Cadets frolic over the Owls' wrecked Ford.

    In the meantime, the 17 members of the Owl Protective Association (O.P.A.) jolted merrily down "old" Highway 6 toward Houston, confident that they had beaten the Aggies at their own game.  But, suddenly things began to go very wrong.  The lighting systems on both Fords failed.  The lead Ford then shook itself apart and died in the middle of the road where it was rear ended in the dark and all but destroyed by the trailing Ford.  

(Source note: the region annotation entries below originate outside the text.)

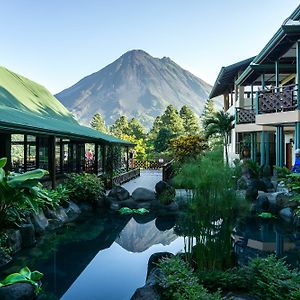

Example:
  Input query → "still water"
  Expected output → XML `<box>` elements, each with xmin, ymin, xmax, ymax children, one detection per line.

<box><xmin>0</xmin><ymin>213</ymin><xmax>300</xmax><ymax>300</ymax></box>
<box><xmin>0</xmin><ymin>214</ymin><xmax>184</xmax><ymax>300</ymax></box>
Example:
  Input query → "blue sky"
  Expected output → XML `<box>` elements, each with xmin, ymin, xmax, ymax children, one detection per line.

<box><xmin>0</xmin><ymin>0</ymin><xmax>299</xmax><ymax>93</ymax></box>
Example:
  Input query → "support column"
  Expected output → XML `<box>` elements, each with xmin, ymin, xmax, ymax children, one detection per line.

<box><xmin>296</xmin><ymin>40</ymin><xmax>300</xmax><ymax>109</ymax></box>
<box><xmin>260</xmin><ymin>131</ymin><xmax>266</xmax><ymax>166</ymax></box>
<box><xmin>0</xmin><ymin>133</ymin><xmax>11</xmax><ymax>171</ymax></box>
<box><xmin>94</xmin><ymin>143</ymin><xmax>99</xmax><ymax>175</ymax></box>
<box><xmin>275</xmin><ymin>60</ymin><xmax>279</xmax><ymax>91</ymax></box>
<box><xmin>294</xmin><ymin>122</ymin><xmax>300</xmax><ymax>149</ymax></box>
<box><xmin>48</xmin><ymin>136</ymin><xmax>56</xmax><ymax>189</ymax></box>
<box><xmin>265</xmin><ymin>131</ymin><xmax>270</xmax><ymax>166</ymax></box>
<box><xmin>276</xmin><ymin>125</ymin><xmax>284</xmax><ymax>167</ymax></box>
<box><xmin>126</xmin><ymin>146</ymin><xmax>129</xmax><ymax>172</ymax></box>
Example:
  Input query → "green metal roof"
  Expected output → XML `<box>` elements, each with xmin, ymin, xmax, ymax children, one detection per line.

<box><xmin>0</xmin><ymin>67</ymin><xmax>134</xmax><ymax>146</ymax></box>
<box><xmin>209</xmin><ymin>56</ymin><xmax>255</xmax><ymax>99</ymax></box>
<box><xmin>235</xmin><ymin>5</ymin><xmax>300</xmax><ymax>85</ymax></box>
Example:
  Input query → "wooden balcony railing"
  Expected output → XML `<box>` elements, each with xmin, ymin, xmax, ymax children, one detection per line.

<box><xmin>236</xmin><ymin>107</ymin><xmax>255</xmax><ymax>124</ymax></box>
<box><xmin>257</xmin><ymin>84</ymin><xmax>298</xmax><ymax>114</ymax></box>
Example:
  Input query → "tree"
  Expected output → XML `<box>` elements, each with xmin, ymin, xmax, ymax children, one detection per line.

<box><xmin>154</xmin><ymin>128</ymin><xmax>174</xmax><ymax>152</ymax></box>
<box><xmin>204</xmin><ymin>111</ymin><xmax>234</xmax><ymax>165</ymax></box>
<box><xmin>90</xmin><ymin>112</ymin><xmax>107</xmax><ymax>132</ymax></box>
<box><xmin>110</xmin><ymin>116</ymin><xmax>129</xmax><ymax>137</ymax></box>
<box><xmin>161</xmin><ymin>105</ymin><xmax>184</xmax><ymax>135</ymax></box>
<box><xmin>179</xmin><ymin>105</ymin><xmax>200</xmax><ymax>135</ymax></box>
<box><xmin>128</xmin><ymin>118</ymin><xmax>146</xmax><ymax>139</ymax></box>
<box><xmin>200</xmin><ymin>99</ymin><xmax>217</xmax><ymax>127</ymax></box>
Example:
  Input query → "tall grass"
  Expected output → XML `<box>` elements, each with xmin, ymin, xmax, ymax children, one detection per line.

<box><xmin>174</xmin><ymin>149</ymin><xmax>246</xmax><ymax>270</ymax></box>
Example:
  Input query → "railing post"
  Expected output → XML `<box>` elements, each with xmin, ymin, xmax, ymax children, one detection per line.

<box><xmin>296</xmin><ymin>40</ymin><xmax>300</xmax><ymax>109</ymax></box>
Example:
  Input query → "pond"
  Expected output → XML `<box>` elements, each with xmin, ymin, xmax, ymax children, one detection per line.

<box><xmin>0</xmin><ymin>213</ymin><xmax>184</xmax><ymax>300</ymax></box>
<box><xmin>0</xmin><ymin>213</ymin><xmax>300</xmax><ymax>300</ymax></box>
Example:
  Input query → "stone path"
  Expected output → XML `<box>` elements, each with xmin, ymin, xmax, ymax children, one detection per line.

<box><xmin>122</xmin><ymin>170</ymin><xmax>162</xmax><ymax>194</ymax></box>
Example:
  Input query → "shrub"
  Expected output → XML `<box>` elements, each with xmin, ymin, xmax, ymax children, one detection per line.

<box><xmin>158</xmin><ymin>256</ymin><xmax>221</xmax><ymax>300</ymax></box>
<box><xmin>65</xmin><ymin>173</ymin><xmax>105</xmax><ymax>203</ymax></box>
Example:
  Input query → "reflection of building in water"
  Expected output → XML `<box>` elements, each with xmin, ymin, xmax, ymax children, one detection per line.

<box><xmin>233</xmin><ymin>218</ymin><xmax>300</xmax><ymax>264</ymax></box>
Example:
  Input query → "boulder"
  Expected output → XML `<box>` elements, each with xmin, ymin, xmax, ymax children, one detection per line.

<box><xmin>108</xmin><ymin>186</ymin><xmax>130</xmax><ymax>201</ymax></box>
<box><xmin>6</xmin><ymin>229</ymin><xmax>22</xmax><ymax>253</ymax></box>
<box><xmin>0</xmin><ymin>283</ymin><xmax>36</xmax><ymax>300</ymax></box>
<box><xmin>279</xmin><ymin>207</ymin><xmax>294</xmax><ymax>223</ymax></box>
<box><xmin>256</xmin><ymin>194</ymin><xmax>270</xmax><ymax>212</ymax></box>
<box><xmin>130</xmin><ymin>286</ymin><xmax>161</xmax><ymax>300</ymax></box>
<box><xmin>64</xmin><ymin>201</ymin><xmax>81</xmax><ymax>222</ymax></box>
<box><xmin>31</xmin><ymin>209</ymin><xmax>49</xmax><ymax>234</ymax></box>
<box><xmin>132</xmin><ymin>187</ymin><xmax>156</xmax><ymax>202</ymax></box>
<box><xmin>20</xmin><ymin>224</ymin><xmax>36</xmax><ymax>248</ymax></box>
<box><xmin>0</xmin><ymin>250</ymin><xmax>12</xmax><ymax>268</ymax></box>
<box><xmin>44</xmin><ymin>206</ymin><xmax>68</xmax><ymax>223</ymax></box>
<box><xmin>109</xmin><ymin>202</ymin><xmax>121</xmax><ymax>211</ymax></box>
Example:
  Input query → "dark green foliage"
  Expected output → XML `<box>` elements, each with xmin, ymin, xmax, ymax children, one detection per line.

<box><xmin>0</xmin><ymin>158</ymin><xmax>52</xmax><ymax>227</ymax></box>
<box><xmin>204</xmin><ymin>111</ymin><xmax>234</xmax><ymax>164</ymax></box>
<box><xmin>179</xmin><ymin>105</ymin><xmax>200</xmax><ymax>135</ymax></box>
<box><xmin>0</xmin><ymin>267</ymin><xmax>44</xmax><ymax>294</ymax></box>
<box><xmin>91</xmin><ymin>113</ymin><xmax>107</xmax><ymax>132</ymax></box>
<box><xmin>197</xmin><ymin>255</ymin><xmax>300</xmax><ymax>300</ymax></box>
<box><xmin>110</xmin><ymin>116</ymin><xmax>129</xmax><ymax>137</ymax></box>
<box><xmin>65</xmin><ymin>173</ymin><xmax>105</xmax><ymax>203</ymax></box>
<box><xmin>158</xmin><ymin>256</ymin><xmax>221</xmax><ymax>300</ymax></box>
<box><xmin>201</xmin><ymin>99</ymin><xmax>217</xmax><ymax>127</ymax></box>
<box><xmin>161</xmin><ymin>105</ymin><xmax>184</xmax><ymax>135</ymax></box>
<box><xmin>128</xmin><ymin>118</ymin><xmax>146</xmax><ymax>139</ymax></box>
<box><xmin>154</xmin><ymin>128</ymin><xmax>174</xmax><ymax>152</ymax></box>
<box><xmin>48</xmin><ymin>184</ymin><xmax>70</xmax><ymax>207</ymax></box>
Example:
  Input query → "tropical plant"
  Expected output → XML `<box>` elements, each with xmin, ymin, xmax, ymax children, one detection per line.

<box><xmin>0</xmin><ymin>158</ymin><xmax>52</xmax><ymax>226</ymax></box>
<box><xmin>0</xmin><ymin>267</ymin><xmax>44</xmax><ymax>294</ymax></box>
<box><xmin>158</xmin><ymin>255</ymin><xmax>222</xmax><ymax>300</ymax></box>
<box><xmin>169</xmin><ymin>135</ymin><xmax>208</xmax><ymax>162</ymax></box>
<box><xmin>204</xmin><ymin>111</ymin><xmax>234</xmax><ymax>165</ymax></box>
<box><xmin>65</xmin><ymin>173</ymin><xmax>105</xmax><ymax>203</ymax></box>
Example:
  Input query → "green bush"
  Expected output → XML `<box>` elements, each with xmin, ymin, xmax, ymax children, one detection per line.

<box><xmin>158</xmin><ymin>256</ymin><xmax>221</xmax><ymax>300</ymax></box>
<box><xmin>65</xmin><ymin>173</ymin><xmax>105</xmax><ymax>203</ymax></box>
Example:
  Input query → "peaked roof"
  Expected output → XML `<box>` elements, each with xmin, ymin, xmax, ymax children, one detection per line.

<box><xmin>209</xmin><ymin>56</ymin><xmax>255</xmax><ymax>99</ymax></box>
<box><xmin>0</xmin><ymin>67</ymin><xmax>134</xmax><ymax>146</ymax></box>
<box><xmin>236</xmin><ymin>5</ymin><xmax>300</xmax><ymax>85</ymax></box>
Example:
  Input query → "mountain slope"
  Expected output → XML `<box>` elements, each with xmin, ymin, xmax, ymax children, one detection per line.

<box><xmin>56</xmin><ymin>50</ymin><xmax>216</xmax><ymax>128</ymax></box>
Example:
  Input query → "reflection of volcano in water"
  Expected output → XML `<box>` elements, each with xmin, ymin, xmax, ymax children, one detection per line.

<box><xmin>115</xmin><ymin>218</ymin><xmax>177</xmax><ymax>252</ymax></box>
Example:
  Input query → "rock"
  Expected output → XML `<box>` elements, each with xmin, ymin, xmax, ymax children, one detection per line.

<box><xmin>132</xmin><ymin>187</ymin><xmax>156</xmax><ymax>201</ymax></box>
<box><xmin>64</xmin><ymin>201</ymin><xmax>81</xmax><ymax>222</ymax></box>
<box><xmin>109</xmin><ymin>202</ymin><xmax>121</xmax><ymax>211</ymax></box>
<box><xmin>0</xmin><ymin>250</ymin><xmax>12</xmax><ymax>268</ymax></box>
<box><xmin>130</xmin><ymin>286</ymin><xmax>161</xmax><ymax>300</ymax></box>
<box><xmin>279</xmin><ymin>207</ymin><xmax>294</xmax><ymax>223</ymax></box>
<box><xmin>6</xmin><ymin>229</ymin><xmax>22</xmax><ymax>253</ymax></box>
<box><xmin>0</xmin><ymin>283</ymin><xmax>36</xmax><ymax>300</ymax></box>
<box><xmin>108</xmin><ymin>186</ymin><xmax>130</xmax><ymax>201</ymax></box>
<box><xmin>44</xmin><ymin>206</ymin><xmax>68</xmax><ymax>223</ymax></box>
<box><xmin>47</xmin><ymin>219</ymin><xmax>64</xmax><ymax>231</ymax></box>
<box><xmin>256</xmin><ymin>194</ymin><xmax>270</xmax><ymax>212</ymax></box>
<box><xmin>20</xmin><ymin>224</ymin><xmax>36</xmax><ymax>248</ymax></box>
<box><xmin>147</xmin><ymin>252</ymin><xmax>174</xmax><ymax>278</ymax></box>
<box><xmin>31</xmin><ymin>210</ymin><xmax>48</xmax><ymax>234</ymax></box>
<box><xmin>77</xmin><ymin>202</ymin><xmax>93</xmax><ymax>212</ymax></box>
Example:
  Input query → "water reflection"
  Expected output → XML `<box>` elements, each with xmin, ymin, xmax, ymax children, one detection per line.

<box><xmin>0</xmin><ymin>214</ymin><xmax>183</xmax><ymax>300</ymax></box>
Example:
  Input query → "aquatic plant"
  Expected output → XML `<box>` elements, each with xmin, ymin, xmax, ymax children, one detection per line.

<box><xmin>0</xmin><ymin>158</ymin><xmax>52</xmax><ymax>227</ymax></box>
<box><xmin>157</xmin><ymin>255</ymin><xmax>222</xmax><ymax>300</ymax></box>
<box><xmin>174</xmin><ymin>148</ymin><xmax>249</xmax><ymax>270</ymax></box>
<box><xmin>65</xmin><ymin>173</ymin><xmax>105</xmax><ymax>203</ymax></box>
<box><xmin>119</xmin><ymin>207</ymin><xmax>150</xmax><ymax>215</ymax></box>
<box><xmin>0</xmin><ymin>267</ymin><xmax>44</xmax><ymax>294</ymax></box>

The O.P.A. abandoned the wrecked Ford in a ditch and again set off for Houston with the remaining Ford limping along and the Hudson Super-six badly overloaded with 14 of the Rice students.
    At this point the speeding Limited caught the ill-fated crew in the glare of this searchlight.  As the powerful train roared by with whistle blowing, smoke streaming and cheering Aggies hanging out of every window, the Rice crew realized that their avenue of escape would soon be blocked.
    Indeed, the Limited made an unscheduled stop at Navasota for the Aggies to detrain.  Here they began a textbook military operation.  The cadets set up roadblocks, took over the telephone and telegraph lines, and wired the campus for reinforcements.  Within the next few hours over eight hundred cadets were in the field between College and Navasota.  Scouts, mechanized patrols and skirmish lines began closing in on the fugitives.  It did not take long to run them to ground as the O.P.A. was now on foot owing to the breakdown of their remaining motorized transport.  The cadets quickly began to round up the tired, bedraggled and hungry raiders including Snowball the spy.  
    Knowing that the game would soon be up, the few Rice students remaining at large, skinned the owl and burned the stuffing.  Carrying a 200-pound bird through the brush had been more than they had bargained for.  They divided the skin into pieces and apportioned it among the fastest runners in the party.  Relentless Aggie pursuit quickly reduced the original party to two and would have captured them except for two prominent Navasota citizens who ran into the pair while hunting.  The sportsmen smuggled the two through the Aggies' roadblock, enabling them to return safely to Houston with the only surviving portion of the Owl—a four-foot square portion including the face.
    The rest of the Rice raiding party was treated to good hospitality and released.  Snowball was not so fortunate.  He as paraded around campus, given a regulation army haircut, and turned over to the freshmen for a few days.  He was eventually taken to the station late at night, minus his clothes, and told to catch the train. It was said he wasted no time getting aboard.  Thus ended the Great Owl Campaign with both sides claiming victory.


Detective "Snowball" at the mercy of the cadets.